Thursday 3 January 2013

Heaven Delayed, Heat Delivered


Heaven Delayed, Heat Delivered

       by Puggerladder


bottoms up
bottoms down
to the sky
to the ground
you get on
don't you dare
off when other's
still in air

Pears with their bottoms blunted from the unbearable heat pressing upwards and plowing them down to earth, as eventually they do fall. Why pears, you may well ask, you who, too, have studied literature and the art of writing suggestive economy. Pears, womb stories, poems. The word "vagina" need not be spoken. The penis here remains unmentioned. Sperm and their hazardous perambulation require no recounting. Fellatio, cunnilingus, normally precedent to literary acts of womb, neatly stay put in our quiet memories. Thrusting, jabbing, pulsing, lashing, driving, lunatic pelvic mustering, need not enter our picture. Breathless speech, often of the most unpredictable sort and subject, specifying cravings with an exactness unheard of in ordinary conversation, extant as a rule in good salacious figuring, now stands out of earshot of the text.

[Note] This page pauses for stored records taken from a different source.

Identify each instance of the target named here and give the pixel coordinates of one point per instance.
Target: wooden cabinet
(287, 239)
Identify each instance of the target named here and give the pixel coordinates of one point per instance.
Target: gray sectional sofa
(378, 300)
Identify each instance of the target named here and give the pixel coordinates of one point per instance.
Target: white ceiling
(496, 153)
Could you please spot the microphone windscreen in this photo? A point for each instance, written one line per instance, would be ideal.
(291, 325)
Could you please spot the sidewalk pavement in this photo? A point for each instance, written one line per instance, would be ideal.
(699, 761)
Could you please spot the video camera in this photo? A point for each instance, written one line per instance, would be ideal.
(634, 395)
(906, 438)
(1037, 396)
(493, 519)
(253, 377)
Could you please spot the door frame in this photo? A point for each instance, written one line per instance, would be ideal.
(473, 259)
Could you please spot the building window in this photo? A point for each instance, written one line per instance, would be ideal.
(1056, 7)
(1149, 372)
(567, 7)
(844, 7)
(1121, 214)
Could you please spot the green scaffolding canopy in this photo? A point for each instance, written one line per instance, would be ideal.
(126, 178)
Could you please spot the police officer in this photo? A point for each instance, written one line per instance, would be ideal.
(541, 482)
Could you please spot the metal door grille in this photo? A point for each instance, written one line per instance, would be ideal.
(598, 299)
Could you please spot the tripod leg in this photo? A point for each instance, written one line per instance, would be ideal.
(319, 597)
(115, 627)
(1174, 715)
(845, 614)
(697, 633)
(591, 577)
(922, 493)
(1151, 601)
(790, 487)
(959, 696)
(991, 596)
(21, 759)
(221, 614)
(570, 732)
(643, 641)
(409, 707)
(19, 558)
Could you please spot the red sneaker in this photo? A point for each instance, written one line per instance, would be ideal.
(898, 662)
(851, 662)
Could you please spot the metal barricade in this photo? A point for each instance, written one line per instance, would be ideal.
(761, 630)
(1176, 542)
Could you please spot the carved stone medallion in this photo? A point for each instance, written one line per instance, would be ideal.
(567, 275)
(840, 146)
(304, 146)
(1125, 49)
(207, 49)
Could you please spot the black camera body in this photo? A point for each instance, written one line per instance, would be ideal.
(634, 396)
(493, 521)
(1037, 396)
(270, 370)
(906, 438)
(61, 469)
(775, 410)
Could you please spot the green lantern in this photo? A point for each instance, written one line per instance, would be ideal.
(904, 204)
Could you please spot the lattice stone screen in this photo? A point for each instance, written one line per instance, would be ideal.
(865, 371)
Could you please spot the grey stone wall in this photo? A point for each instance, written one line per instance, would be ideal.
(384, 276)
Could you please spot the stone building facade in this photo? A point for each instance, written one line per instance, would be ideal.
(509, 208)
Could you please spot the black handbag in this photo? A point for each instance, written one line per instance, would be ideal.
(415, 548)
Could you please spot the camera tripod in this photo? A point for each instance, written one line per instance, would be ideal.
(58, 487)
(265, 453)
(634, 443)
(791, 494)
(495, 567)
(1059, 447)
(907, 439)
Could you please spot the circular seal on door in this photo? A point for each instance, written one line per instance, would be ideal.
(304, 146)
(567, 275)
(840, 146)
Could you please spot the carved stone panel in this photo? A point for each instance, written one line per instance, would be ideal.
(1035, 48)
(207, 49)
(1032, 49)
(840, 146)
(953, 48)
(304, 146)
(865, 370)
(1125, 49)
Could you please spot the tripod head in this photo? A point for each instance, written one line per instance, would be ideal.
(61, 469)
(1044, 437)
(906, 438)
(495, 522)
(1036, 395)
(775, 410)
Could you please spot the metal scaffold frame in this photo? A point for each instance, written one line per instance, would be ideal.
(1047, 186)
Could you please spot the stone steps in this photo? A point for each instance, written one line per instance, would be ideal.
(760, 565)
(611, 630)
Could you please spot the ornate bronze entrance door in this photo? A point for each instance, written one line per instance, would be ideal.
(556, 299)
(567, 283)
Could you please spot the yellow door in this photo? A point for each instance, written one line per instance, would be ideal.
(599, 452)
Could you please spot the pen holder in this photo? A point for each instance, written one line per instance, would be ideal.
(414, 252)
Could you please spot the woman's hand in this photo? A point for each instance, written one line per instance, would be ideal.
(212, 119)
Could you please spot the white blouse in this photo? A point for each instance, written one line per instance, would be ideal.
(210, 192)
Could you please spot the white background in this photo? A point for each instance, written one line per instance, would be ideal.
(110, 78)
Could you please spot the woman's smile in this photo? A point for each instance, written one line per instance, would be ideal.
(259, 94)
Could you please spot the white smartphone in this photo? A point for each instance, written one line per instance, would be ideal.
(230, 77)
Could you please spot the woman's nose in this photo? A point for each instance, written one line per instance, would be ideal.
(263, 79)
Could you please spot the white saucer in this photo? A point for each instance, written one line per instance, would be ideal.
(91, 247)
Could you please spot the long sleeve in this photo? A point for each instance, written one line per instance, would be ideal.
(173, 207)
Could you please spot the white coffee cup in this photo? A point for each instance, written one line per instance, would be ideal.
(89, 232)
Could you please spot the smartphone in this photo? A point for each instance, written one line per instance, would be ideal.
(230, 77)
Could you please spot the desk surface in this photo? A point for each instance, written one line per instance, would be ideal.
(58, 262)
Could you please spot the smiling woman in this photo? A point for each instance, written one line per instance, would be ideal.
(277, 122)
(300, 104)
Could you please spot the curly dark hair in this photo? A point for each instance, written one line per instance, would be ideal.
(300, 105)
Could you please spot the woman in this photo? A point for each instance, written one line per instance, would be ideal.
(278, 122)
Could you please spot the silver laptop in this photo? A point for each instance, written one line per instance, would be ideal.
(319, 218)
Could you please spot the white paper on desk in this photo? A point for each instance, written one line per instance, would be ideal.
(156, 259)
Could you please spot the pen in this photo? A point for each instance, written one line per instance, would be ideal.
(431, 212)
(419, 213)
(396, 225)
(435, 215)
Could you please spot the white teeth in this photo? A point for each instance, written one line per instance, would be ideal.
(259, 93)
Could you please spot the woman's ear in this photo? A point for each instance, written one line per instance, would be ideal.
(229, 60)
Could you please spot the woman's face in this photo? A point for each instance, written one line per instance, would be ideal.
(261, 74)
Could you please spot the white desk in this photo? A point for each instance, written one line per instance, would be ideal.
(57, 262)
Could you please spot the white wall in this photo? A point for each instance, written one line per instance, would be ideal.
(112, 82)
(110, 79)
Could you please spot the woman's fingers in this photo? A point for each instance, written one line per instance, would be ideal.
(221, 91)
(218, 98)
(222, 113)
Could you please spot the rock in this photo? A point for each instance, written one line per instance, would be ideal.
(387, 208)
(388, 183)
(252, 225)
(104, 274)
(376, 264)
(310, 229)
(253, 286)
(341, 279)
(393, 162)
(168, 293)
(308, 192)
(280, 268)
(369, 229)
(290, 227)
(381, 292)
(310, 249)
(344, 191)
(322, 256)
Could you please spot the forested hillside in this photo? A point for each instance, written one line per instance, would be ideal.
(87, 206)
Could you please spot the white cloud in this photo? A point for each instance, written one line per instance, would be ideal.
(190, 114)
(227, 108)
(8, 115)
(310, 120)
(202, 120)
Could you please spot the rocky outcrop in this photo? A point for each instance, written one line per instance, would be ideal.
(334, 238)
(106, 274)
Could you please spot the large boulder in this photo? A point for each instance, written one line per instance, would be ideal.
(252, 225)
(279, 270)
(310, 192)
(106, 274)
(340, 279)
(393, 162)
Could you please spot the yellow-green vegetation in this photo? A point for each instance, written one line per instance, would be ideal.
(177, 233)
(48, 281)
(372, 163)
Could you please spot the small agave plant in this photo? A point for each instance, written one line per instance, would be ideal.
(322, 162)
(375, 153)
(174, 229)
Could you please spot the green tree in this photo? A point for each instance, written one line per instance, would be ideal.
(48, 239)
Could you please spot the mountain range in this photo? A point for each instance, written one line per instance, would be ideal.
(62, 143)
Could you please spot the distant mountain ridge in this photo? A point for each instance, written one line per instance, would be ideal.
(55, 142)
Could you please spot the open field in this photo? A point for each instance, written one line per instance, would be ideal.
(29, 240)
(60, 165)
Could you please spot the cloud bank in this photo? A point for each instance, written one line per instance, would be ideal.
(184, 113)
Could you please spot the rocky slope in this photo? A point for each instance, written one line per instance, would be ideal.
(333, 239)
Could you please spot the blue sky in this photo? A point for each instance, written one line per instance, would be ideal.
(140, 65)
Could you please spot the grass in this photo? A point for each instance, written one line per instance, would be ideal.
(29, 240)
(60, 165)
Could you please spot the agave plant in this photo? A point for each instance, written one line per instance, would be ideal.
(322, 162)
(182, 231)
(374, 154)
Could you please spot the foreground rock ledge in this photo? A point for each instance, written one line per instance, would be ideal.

Yes learners, pear blunts our bottoms, too, despite the absence of, as well as in the presence of, heat.
       That's where she got "plow" from, did H.D. From "Piers Plowman." Blunt the pears, plow the earth. Very little is known about Hilda Dolittle except that, according to her mother, she practiced her name. There survives one odd story about her, though, that may well bear repeating, salient as it is to analyses of her work. Her vagina was twisted by a severe blow when she was ten and resulting from a falling bale. Her brother had been building a play fort out of hay bales, as young boys are wont to do, and had it up in height to thirty feet. He was putting on the finishing touches, a roof and some bales on that to keep the boards secure in the wind. Since he was out of sight high up, and H. D. was down below, and since they were a good two hundred yards from home and she had to go so badly, she squatted over a board lying there and watched the liquid as it ran down along the wood.
       She was happily peeing, transgressively as I have said and so with exquisite pleasure, when something happened that she found almost unbearable for the remainder of her life to recount. She later told me, her uncle, whom she trusted with such confidences, that all she heard was a loud whizzing sound from above, and the very next thing something struck her a staggering blow to her bottom. The terrible recoil lifted her bodily up above the ground some twenty feet, knocking her against the bale wall that then began to collapse. She fell back to earth unconscious yet screaming in pain. Her brother, unhurt by the fall despite the great height, landing on hay and incidentally on his sister, frantically dug among the broken bales until after quarter of an hour of hearing distant muffled shouts of "my vagina, my vagina," he found H. D. in a heap under the bottommost bales. She had not been injured by the falling objects but only by the board. This fact the family, reflecting on the matter, eventually concluded.
       The offending hay bale, descending from the full height of the fort ceiling, had narrowly missed H. D. squatting there and landed on the end of the board itself. And being just there a declivity in the earth, the said board, effectively a teeter-totter, leapt up as it were and whacked H. D. such a stroke to her nethers that she found herself forthwith propelled skyward and then hurtled back to earth with resounding force. Her poor, tender vagina, in the very act of secret peeing, got lacerated and hurt by the tragic wood to such an extent that during the next two weeks, in a sort of private agony, it twisted itself into an odd and awkward shape, which meant that H. D. had grave difficulty making water at all in her twenties and thirties. She stopped the habit altogether in her early forties. She died at the slender age of forty-two. When she did pee in those years before her untimely death she found it most successful to lie on her side and do so supine, for that was the direction her vagina now faced. It was upright when it was sideways, poor thing!
       Sideways vaginas are not new in history or literature. On the contrary, a fair number are encountered by the literary traveller. One is to be found in that rascally Gargantua and Pantegruel, shortly after the passage in which the baker curses the shepherds. Another appears in William of Orange's personal letters to her majesty, Queen of England, leaked to the press of the time by some retainer. One sees vaginas bruised and hurt and misshapen also in the book of the Maccabees, if you own a copy of The Holy Bible with the Apocrypha in it, where the lovely Viriam goes to slay the enemy king who is drunk and camping in expectant triumph outside the gates of Davidium, his slobbering soldiery bored and imbibing to pass the time till the entry into and spoilage of that great city. A vagina of unusual proportions due to trauma is furthermore to be discovered in the writings of Augustine of Agrippa, the late second century historian who lacked all decency and modesty, telling as many stories as possible about that specific delicate part of the female person. His actual book on the subject, for those who might be interested, is entitled Pertes Netheres de Femme Inflammé, a  copy of which may be obtained in our local library by filling out a requisite for special titles held in the "Precious Volumes" section of the library archives.